Table 3 Thermal NR-calculated parameters using the proposal unit

The DT neutron generator gives the maximum values for the f_th which varies from 4.03 × 10⁴ to 3.81 × 10⁵ n cm⁻² s⁻¹. On the occasion of DD and TT sources, the f_th fluctuates among the values of 1.8 × 10³ to 1.59 × 10⁴ and 1.14 × 10³ to 8.83 × 10³ n cm⁻² s⁻¹, respectively. These values, especially in the case of DT neutron source, are comparable with fluxes from low power research reactors [29, 30]. The (n/γ) parameter remains in all circumstances at least 70 times higher than the recommended limit of 10⁴ n cm⁻² mSv⁻¹. Due to the fact that the neutron generators emit mostly fast neutrons, the TNC cannot overcome the 0.53%, 2.26%, and 3.89% for DT, TT, and DD generators correspondingly (Table 3).

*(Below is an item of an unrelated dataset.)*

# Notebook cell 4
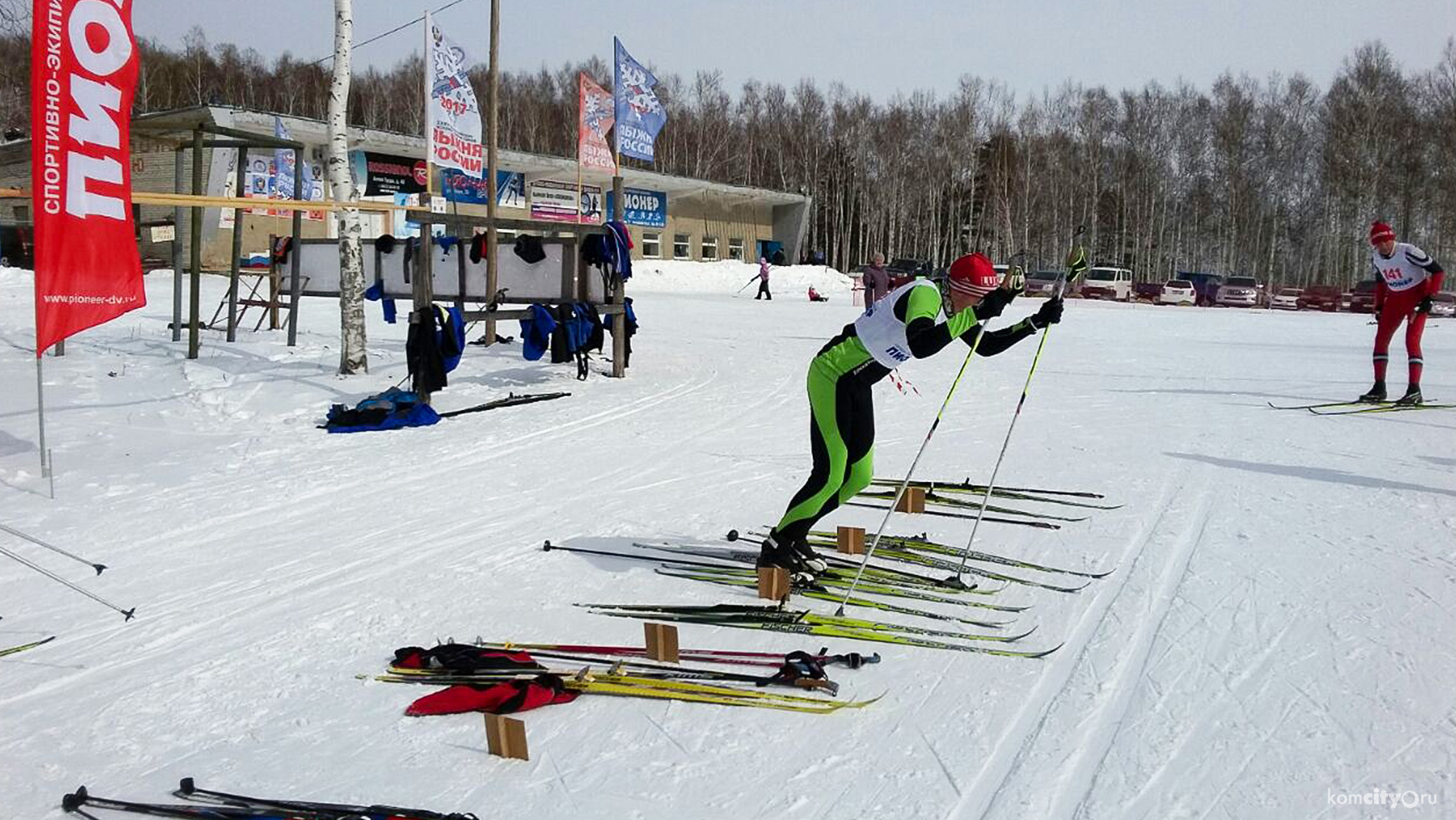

Except from the TNC, all the other parameters have values which forebode qualitative neutron radiographs. In order to optimize the TNC of the beam, sapphire is used as a fast neutron filter. For this reason the f_th, TNC, and (n/γ) parameters were determined for different sapphire filter thicknesses in the case of two L/D values (Table 4). The f_th has decreased up to 41.5% approximately, and the (n/γ) is still at least six times higher than the recommended limit.

Table 4 Thermal NR-calculated parameters for minimum and the maximum L/D values with single sapphire filter

The TNC has a considerable gain. In the case of DD generator, the TNC reaches 27.03% (3.58% without filter) or 35.36% (3.89% without filter) for L/D equal to 50 and 150, respectively. The improvement for TT neutron generator is also appreciable but smaller than the DD source. The TNC values vary between of 2.02% to 8.38% or 2.26% to 13.13% for L/D = 50 and L/D = 150 correspondingly. Finally, in the case of DT generator, although there is a noticeable difference, the fast neutron content in the beam is significant. With the purpose to detect defects lower than 0.025 cm, the thermal NR requires exposures in the order of 10⁷ n cm⁻²[31], and Table 5 show the exposure time in each case.

Table 5 The required time for quality thermal NR

Conclusions

The fast and thermal neutron radiography facilities have been simulated using the MCNP4B Monte Carlo code. Suitable collimators have been simulated for the two radiography options. All the selected materials were chosen according to the European Union Directive 2002/95/EC, hence, excluded lead and cadmium. The results of the simulation study showed that neutron generators are suitable for both thermal and fast neutron radiography studies and have similar performance. In the case of thermal NR, the DD source is able to offer radiographs with slightly better quality than TT or DT neutron generator, but the DT source with the higher neutron output is able to reduce the exposure time. For fast NR the DD and TT sources have similar results, but the TT has better penetration through the materials. The DT neutron generator owing to its neutrons, with higher flux and energy, seems to be the best solution.

Methods

Based on the use of three different types of neutron generators, namely DD, DT, and TT, a unit has been simulated, both for fast and thermal radiography purposes, using the MCNP4B Monte Carlo code. Appropriate collimators have been designed for each of the radiography modes with small alteration in the dimensions of the unit which are dependents of the neutron spectrum of the generator. All the materials considered were chosen according to the European Union Directive 2002/95/EC, excluding lead and cadmium. The proposed facilities have been simulated for a wide range of values for the parameters characterizing the thermal and fast neutron radiographies. In the case of Fast NR, simulations were carried out at five different values of the collimator ratio (L/D) 100, 150, 200, 250, and 300. The object-detector distance (t) was considered to be 25 or 50 cm. In the case of thermal NR, simulations were performed for collimator ratio equal to 50, 75, 100, 125, and 150. The proposed system was further simulated for minimum and maximum values of the collimator ratio for different sapphire filter thicknesses which is commonly used for fast neutron filtration.